Agriculture, Food and Marine Minister Simon Coveney said he is hugely optimistic that the high-level job creation group in Killybegs can reach its job creation targets.
The fishing sector already employs 1,200 people in the area. Many of the new jobs will be in seafood processing, but the other partners in the group also hope to see jobs created in offshore and ancillary services, tourism, energy generation and marine education.
Group chairman and Killybegs Fishermen’s Organisation chief executive Sean O’Donoghue said: “This is a new approach to creating employment. We are totally convinced that the high-level group can achieve its jobs target.
“We have already identified a lot of those 250 jobs. We believe that this is a model that can work elsewhere in the country.
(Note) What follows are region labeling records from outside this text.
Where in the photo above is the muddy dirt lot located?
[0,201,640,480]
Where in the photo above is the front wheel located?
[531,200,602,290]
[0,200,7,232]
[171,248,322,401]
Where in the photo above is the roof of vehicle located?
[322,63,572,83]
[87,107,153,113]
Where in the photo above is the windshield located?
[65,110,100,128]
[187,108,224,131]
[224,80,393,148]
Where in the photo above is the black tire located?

“There is also a huge interest in ocean energy here. Killybegs has one of the world’s best wind resources. Around 50% of the jobs will be in seafood. We will present our plan to the minister in September. The plan identifies the opportunities, and it details solutions to any obstacles. This is not just a talking shop,” he said.
Even before Mr Coveney approved the larger group, Mr O’Donoghue was in a smaller action team with Donegal county manager Seamus Neely and BIM chief Jason Whooley.
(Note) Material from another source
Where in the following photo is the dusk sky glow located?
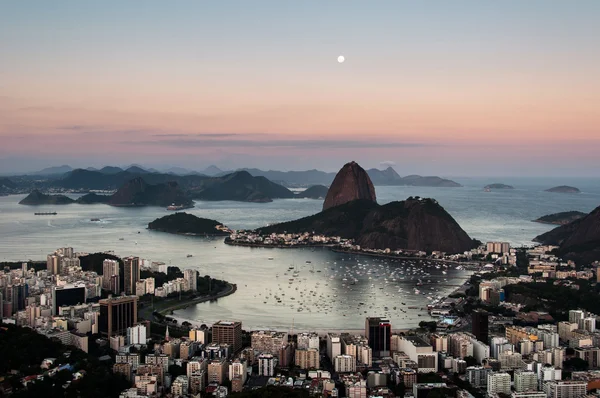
[0,0,600,176]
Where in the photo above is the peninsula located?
[546,185,581,193]
[148,212,230,236]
The group now features Letterkenny Institute of Education president Paul Hannigan; Jim Parkinson of Offshore and Ancillary Services; Niall O’Gorman of Donegal Fish Merchants Association; Department of Agriculture, assistant principle Cecil Beamish; and Conor Fahy, regional director with Enterprise Ireland.
Mr Coveney said: “We have these people who are putting in the time and effort so that the industry can grow and expand. We want more foreign boats to land their catches here and let us process their fish in Killybegs.
“It makes no sense that fish are being shipped out of here when we could land them here and employ people to do that. Ireland is also building reputation for premium seafood. There’s a huge demand out there. We need to maximise what we’ve got.”
Donegal faces considerable employment challenges due to its remote location. Mr O’Donoghue said this has forced inhabitants in the region to be resourceful and independent.